Esse documento é condenado como divisionista. É primeiro Otelo que afirma para logo rectificar e desmentir. Depois é também o Directório que vem criticar o documento.

Mas ulteriormente esse documento é posto obrigatoriamente à discussão e à votação nas unidades. Está-se agora a fazer a contagem dos votos obtidos, por oficiais do quadro, nas unidades, para depois se vir a afirmar que no fim de contas as forças armadas estão com essa fracção.

Isto mostra como a situação é contraditória e como não há neste momento nenhuma garantia efectiva, a não ser na medida em que há forças militares e revolucionárias e forças populares para conseguir conduzir o processo de uma reconstituição do próprio MFA como força revolucionária progressista e à sua associação mais estreita com o movimento popular e democrático. Se o problema já era grave ao nível político, dada a posição contra o processo revolucionário do Partido Socialista e do PPD, se já era grave por isso, a gravidade é ainda maior pela situação interna do MFA onde estão em conflito a esquerda militar e o grupo dos Nove e onde existe um sector esquerdista e anarquizante que dificulta a unidade das forças progressistas. Se se rectificasse essa situação interna do MFA, poderíamos respirar fundo. Mas apesar de todos os esforços, a situação é esta que acabo de dizer.

A constituição do Governo

Uma das causas fundamentais da pouca operatividade dos governos provisórios e da chamada crise de autoridade, resultou da insuficiente coordenação entre o poder do Governo e o poder militar.

O MFA está representado no Governo a partir do II Governo Provisório.
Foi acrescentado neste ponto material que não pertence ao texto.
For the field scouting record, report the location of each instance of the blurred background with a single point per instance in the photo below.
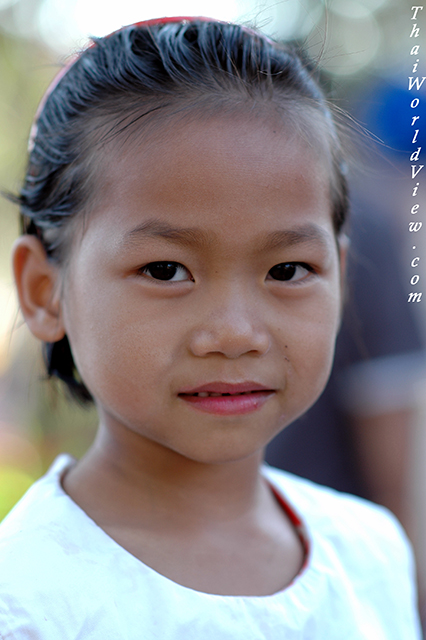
(363, 48)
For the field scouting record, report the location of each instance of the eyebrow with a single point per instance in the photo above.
(189, 236)
(303, 234)
(156, 229)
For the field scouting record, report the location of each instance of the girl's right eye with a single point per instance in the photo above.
(166, 271)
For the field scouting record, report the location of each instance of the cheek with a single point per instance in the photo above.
(120, 346)
(311, 351)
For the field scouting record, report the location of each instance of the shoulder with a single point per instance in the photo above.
(45, 552)
(361, 548)
(363, 540)
(338, 515)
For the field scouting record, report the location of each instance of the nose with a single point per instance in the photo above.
(231, 326)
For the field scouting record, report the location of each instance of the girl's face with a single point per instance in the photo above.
(208, 266)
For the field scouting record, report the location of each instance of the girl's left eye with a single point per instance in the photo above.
(167, 271)
(294, 271)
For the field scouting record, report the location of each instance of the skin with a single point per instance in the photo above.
(177, 486)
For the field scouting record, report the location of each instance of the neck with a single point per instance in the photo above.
(126, 477)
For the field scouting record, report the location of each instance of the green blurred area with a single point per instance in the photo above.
(355, 41)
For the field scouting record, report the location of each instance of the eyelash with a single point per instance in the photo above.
(175, 268)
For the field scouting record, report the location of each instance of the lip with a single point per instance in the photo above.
(243, 397)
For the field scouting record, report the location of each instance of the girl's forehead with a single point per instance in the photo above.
(222, 174)
(241, 141)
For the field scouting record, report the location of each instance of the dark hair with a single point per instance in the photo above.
(131, 73)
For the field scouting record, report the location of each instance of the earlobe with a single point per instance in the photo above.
(343, 244)
(38, 285)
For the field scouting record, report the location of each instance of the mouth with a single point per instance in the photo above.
(227, 399)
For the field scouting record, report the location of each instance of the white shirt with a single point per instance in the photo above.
(63, 578)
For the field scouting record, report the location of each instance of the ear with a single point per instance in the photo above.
(38, 285)
(343, 244)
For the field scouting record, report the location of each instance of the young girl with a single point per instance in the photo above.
(182, 260)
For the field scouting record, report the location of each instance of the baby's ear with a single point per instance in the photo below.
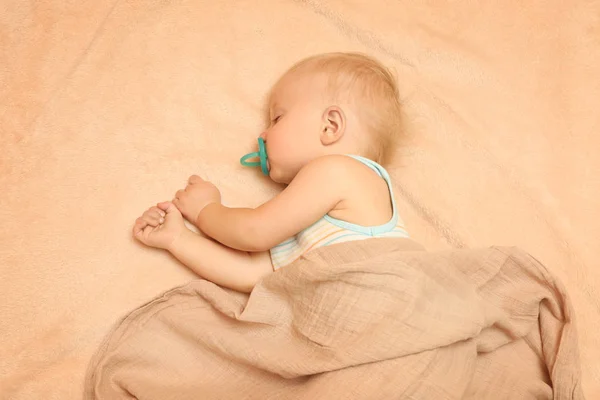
(334, 125)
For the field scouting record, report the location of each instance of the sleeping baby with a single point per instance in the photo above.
(335, 118)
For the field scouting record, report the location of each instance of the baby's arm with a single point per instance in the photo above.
(315, 191)
(235, 269)
(162, 227)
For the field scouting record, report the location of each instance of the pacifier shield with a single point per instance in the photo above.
(261, 154)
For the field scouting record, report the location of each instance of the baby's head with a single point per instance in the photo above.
(334, 103)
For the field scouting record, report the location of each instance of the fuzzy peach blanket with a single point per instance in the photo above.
(107, 106)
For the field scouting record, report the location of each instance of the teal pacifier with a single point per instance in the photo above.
(261, 154)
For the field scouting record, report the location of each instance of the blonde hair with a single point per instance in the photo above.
(372, 89)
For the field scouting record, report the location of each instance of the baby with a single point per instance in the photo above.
(334, 119)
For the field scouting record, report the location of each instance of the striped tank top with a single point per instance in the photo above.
(329, 230)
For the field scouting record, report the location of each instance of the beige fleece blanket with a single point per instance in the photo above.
(107, 106)
(374, 319)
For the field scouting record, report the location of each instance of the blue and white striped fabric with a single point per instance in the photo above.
(328, 230)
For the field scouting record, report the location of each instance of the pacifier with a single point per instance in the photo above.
(261, 154)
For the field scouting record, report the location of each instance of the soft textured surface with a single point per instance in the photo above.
(373, 319)
(106, 107)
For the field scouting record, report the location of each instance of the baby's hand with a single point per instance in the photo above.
(197, 195)
(159, 226)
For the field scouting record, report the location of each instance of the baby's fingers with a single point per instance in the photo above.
(139, 226)
(154, 216)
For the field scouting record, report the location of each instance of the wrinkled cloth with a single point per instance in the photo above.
(108, 106)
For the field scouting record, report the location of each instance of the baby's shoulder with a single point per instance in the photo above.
(346, 171)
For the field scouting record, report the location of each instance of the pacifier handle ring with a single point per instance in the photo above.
(262, 152)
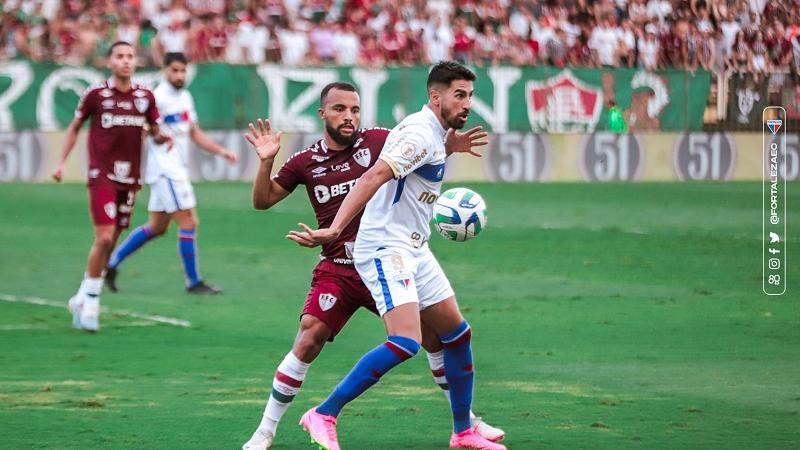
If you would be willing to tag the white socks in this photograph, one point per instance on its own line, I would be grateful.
(436, 363)
(285, 386)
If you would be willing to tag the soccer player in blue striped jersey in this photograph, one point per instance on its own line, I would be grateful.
(167, 173)
(393, 259)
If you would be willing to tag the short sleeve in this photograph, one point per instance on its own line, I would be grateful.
(407, 151)
(85, 106)
(192, 111)
(152, 112)
(288, 175)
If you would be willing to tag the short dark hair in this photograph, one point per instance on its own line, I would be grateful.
(118, 44)
(337, 85)
(446, 72)
(172, 57)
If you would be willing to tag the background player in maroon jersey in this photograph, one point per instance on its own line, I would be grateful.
(119, 111)
(328, 169)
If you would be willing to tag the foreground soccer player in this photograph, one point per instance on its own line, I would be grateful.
(328, 169)
(171, 193)
(392, 256)
(119, 110)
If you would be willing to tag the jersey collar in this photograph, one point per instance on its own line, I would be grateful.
(432, 117)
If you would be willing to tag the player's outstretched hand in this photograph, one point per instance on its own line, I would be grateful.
(312, 238)
(232, 157)
(163, 138)
(265, 143)
(458, 142)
Mas nem sempre em casos concretos essa coordenação foi a mais desejável. Ainda que sejam coisas também para não registar, alguns exemplos podem melhor traduzir esta realidade.

Pode haver uma indicação do primeiro-ministro para que as forças armadas entreguem a Rádio Renascença à Igreja Católica e podem depois dessa decisão as forças armadas recusarem-se a entregar a Rádio Renascença à Igreja Católica. Pode haver uma decisão no sentido de que as tropas vão ocupar determinadas instalações e podem as tropas enviadas para essas instalações recusarem-se a aplicar as ordens recebidas do Governo. Estes dois exemplos são dois, mas isto multiplica-se por 10 e por 100. Quer dizer, que nem sempre a coordenação entre Governo e forças armadas se verifica.

Depois da saída do PS e do PPD do Governo, impossibilitada a formação de um Governo de coligação, a constituição de um novo Governo sem representantes de partidos e cuja base de apoio político seria no imediato mais reduzida, colocava com mais agudeza a necessidade de passar a contar com um apoio muito mais efectivo dos órgãos do poder militar.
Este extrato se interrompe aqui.